Logo Schwob.nl - de mooiste vergeten klassiekers

Marcel Schwob
sticker De mooiste vergeten klassiekers
Tove Ditlevsen - Kindertijd

2020 | Das Mag | € 19,99 | paperback, 143 blz. | vertaald door Lammie Post-Oostenbrink

Tove Ditlevsen

Kindertijd (Das Mag)

Boek

Tove Ditlevsen (1917–1976) werd jarenlang gezien als een schrijver die niet in de literaire kringen van haar tijd paste; ze was een huisvrouw uit de arbeidersklasse met vier gestrande huwelijken en een sluimerende drugsverslaving, waar ze ook nog eens openhartig over schreef. Hoe anders is dat nu: ze wordt inmiddels gezien als een van de grote literaire sterren van Denemarken. Een nieuwe generatie van veelal jonge lezers herontdekt wereldwijd haar oeuvre, dat rauw en nog altijd springlevend is.

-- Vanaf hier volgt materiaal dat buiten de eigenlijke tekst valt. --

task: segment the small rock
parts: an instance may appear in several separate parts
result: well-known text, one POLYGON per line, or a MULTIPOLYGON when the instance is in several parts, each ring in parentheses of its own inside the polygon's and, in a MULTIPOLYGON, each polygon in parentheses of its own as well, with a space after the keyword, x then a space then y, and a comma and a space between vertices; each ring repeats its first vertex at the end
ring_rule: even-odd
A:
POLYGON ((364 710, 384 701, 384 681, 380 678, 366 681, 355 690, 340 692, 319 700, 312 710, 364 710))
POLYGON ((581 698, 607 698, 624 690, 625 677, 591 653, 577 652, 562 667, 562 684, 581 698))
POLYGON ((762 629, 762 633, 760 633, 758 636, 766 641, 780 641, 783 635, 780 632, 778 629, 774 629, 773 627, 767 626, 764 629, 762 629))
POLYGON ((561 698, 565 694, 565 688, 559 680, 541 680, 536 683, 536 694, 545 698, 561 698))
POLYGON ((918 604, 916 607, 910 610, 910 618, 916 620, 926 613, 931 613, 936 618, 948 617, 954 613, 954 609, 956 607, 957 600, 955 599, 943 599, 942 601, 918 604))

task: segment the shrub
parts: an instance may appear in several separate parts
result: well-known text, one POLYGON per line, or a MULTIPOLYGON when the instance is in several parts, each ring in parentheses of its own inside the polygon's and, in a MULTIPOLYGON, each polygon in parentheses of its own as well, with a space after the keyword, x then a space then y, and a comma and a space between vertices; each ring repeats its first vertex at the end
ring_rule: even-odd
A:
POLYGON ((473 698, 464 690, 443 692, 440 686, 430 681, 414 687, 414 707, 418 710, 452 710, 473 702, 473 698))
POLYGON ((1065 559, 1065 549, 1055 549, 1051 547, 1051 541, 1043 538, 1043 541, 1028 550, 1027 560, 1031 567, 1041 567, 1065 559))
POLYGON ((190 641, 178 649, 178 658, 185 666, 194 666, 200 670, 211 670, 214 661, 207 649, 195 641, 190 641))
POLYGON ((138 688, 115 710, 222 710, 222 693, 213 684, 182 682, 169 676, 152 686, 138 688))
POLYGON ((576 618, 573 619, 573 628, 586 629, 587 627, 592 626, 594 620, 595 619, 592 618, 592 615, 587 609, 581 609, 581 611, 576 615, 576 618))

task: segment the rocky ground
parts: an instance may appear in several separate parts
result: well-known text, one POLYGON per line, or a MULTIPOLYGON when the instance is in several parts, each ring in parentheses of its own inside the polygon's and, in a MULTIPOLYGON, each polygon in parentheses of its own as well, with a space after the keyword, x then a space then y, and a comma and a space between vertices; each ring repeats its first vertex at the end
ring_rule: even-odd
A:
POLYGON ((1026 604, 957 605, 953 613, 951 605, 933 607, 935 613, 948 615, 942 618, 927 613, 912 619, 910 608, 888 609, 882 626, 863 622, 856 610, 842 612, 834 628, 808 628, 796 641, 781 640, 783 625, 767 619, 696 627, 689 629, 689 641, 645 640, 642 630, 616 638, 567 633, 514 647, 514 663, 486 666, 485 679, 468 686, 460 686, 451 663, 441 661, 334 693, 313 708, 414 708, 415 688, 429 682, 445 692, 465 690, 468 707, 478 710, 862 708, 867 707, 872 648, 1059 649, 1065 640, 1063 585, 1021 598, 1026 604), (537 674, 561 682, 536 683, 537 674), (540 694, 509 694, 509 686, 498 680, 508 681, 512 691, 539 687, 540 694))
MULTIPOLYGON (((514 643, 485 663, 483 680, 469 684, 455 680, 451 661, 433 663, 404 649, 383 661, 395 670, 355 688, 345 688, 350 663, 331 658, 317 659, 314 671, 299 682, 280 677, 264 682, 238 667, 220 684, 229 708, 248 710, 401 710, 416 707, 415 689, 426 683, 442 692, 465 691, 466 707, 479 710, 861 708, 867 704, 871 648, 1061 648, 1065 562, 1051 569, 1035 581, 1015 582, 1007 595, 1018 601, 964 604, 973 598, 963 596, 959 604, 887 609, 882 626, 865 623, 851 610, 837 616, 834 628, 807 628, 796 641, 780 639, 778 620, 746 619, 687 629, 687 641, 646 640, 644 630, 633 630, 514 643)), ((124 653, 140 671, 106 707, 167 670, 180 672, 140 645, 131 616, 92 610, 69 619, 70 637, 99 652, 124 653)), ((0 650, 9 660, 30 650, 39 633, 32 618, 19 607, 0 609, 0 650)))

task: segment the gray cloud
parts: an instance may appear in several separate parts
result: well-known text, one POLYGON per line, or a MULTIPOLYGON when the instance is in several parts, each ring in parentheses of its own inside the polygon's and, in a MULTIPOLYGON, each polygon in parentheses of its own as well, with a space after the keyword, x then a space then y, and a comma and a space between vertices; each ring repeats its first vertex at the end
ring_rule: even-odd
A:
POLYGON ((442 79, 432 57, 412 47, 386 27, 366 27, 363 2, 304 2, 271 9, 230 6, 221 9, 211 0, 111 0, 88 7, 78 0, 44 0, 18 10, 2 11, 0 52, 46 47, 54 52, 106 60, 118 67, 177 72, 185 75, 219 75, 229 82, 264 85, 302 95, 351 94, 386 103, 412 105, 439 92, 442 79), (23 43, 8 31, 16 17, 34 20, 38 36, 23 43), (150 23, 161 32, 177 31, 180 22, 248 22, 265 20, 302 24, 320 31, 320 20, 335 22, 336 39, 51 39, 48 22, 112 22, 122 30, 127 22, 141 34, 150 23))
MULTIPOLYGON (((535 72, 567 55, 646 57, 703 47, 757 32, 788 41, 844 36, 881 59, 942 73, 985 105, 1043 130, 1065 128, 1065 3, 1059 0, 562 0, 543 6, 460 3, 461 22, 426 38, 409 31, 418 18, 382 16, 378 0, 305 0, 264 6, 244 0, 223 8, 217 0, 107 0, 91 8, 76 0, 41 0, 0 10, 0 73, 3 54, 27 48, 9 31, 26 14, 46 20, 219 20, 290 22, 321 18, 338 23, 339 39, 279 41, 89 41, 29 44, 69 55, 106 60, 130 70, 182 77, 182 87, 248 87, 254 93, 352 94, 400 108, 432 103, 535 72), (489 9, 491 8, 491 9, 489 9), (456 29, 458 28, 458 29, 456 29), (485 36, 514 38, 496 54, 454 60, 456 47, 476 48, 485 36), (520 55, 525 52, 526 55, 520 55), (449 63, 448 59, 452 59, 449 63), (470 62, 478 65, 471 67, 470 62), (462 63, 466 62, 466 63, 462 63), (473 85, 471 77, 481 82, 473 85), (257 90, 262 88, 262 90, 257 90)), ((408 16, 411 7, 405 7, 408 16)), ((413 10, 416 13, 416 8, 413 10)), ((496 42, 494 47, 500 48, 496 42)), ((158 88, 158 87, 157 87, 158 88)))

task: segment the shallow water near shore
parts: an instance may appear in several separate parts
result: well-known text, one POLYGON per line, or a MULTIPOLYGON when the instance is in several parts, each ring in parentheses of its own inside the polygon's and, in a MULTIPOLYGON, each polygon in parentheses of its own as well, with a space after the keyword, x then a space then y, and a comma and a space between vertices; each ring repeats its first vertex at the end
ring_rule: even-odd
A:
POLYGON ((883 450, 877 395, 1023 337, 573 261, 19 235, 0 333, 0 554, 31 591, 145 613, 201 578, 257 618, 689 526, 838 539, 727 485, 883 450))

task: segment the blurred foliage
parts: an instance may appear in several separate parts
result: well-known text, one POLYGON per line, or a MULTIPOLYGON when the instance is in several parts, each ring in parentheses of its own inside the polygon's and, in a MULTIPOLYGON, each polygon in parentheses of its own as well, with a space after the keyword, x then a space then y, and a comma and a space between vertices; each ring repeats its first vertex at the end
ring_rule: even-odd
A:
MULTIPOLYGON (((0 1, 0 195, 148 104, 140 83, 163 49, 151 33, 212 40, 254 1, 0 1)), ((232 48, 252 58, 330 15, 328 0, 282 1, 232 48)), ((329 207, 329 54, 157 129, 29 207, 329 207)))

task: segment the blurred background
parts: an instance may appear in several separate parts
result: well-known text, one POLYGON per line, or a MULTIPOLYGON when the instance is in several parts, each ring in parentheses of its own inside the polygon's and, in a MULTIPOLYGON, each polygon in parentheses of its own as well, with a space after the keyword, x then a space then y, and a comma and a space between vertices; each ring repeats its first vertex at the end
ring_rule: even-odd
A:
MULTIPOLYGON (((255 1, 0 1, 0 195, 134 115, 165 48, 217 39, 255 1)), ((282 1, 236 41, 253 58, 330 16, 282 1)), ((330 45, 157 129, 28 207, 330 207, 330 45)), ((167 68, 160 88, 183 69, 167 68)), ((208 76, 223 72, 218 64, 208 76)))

Over Kindertijd, deel 1 van haar driedelige autobiografie: Tove groeit op in een volkswijk in Kopenhagen. Ze voelt zich vaak eenzaam: ze heeft niets met de meisjes om haar heen en hun geroddel over jongens. Haar enige vriendin is de onbevreesde Ruth, met wie ze chocola uit winkels steelt. Maar ook dat wil Tove eigenlijk niet. Liever duikt ze in de paar boeken die ze van haar vader heeft gekregen, en schrijft ze versjes met de mysterieuze woorden die af en toe in haar opwellen.

Biografie

Tove Ditlevsen

Tove Ditlevsen (1917-1976) is een van de belangrijkste stemmen van de Deense literatuur. Ze groeide op in Kopenhagen in een arbeidersmilieu, dat ze op jonge leeftijd ontglipte om een literaire carrière na te jagen. Toen ze begin twintig was publiceerde ze haar eerste poëziebundel, die positief werd ontvangen. Hoewel ze een buitenbeentje was in de literaire kringen van die tijd, schreef ze een dertigtal bundels en romans en had succes. Maar na een onstuimig leven met vier huwelijken en een sluimerende drugsverslaving, pleegde ze zelfmoord in 1976.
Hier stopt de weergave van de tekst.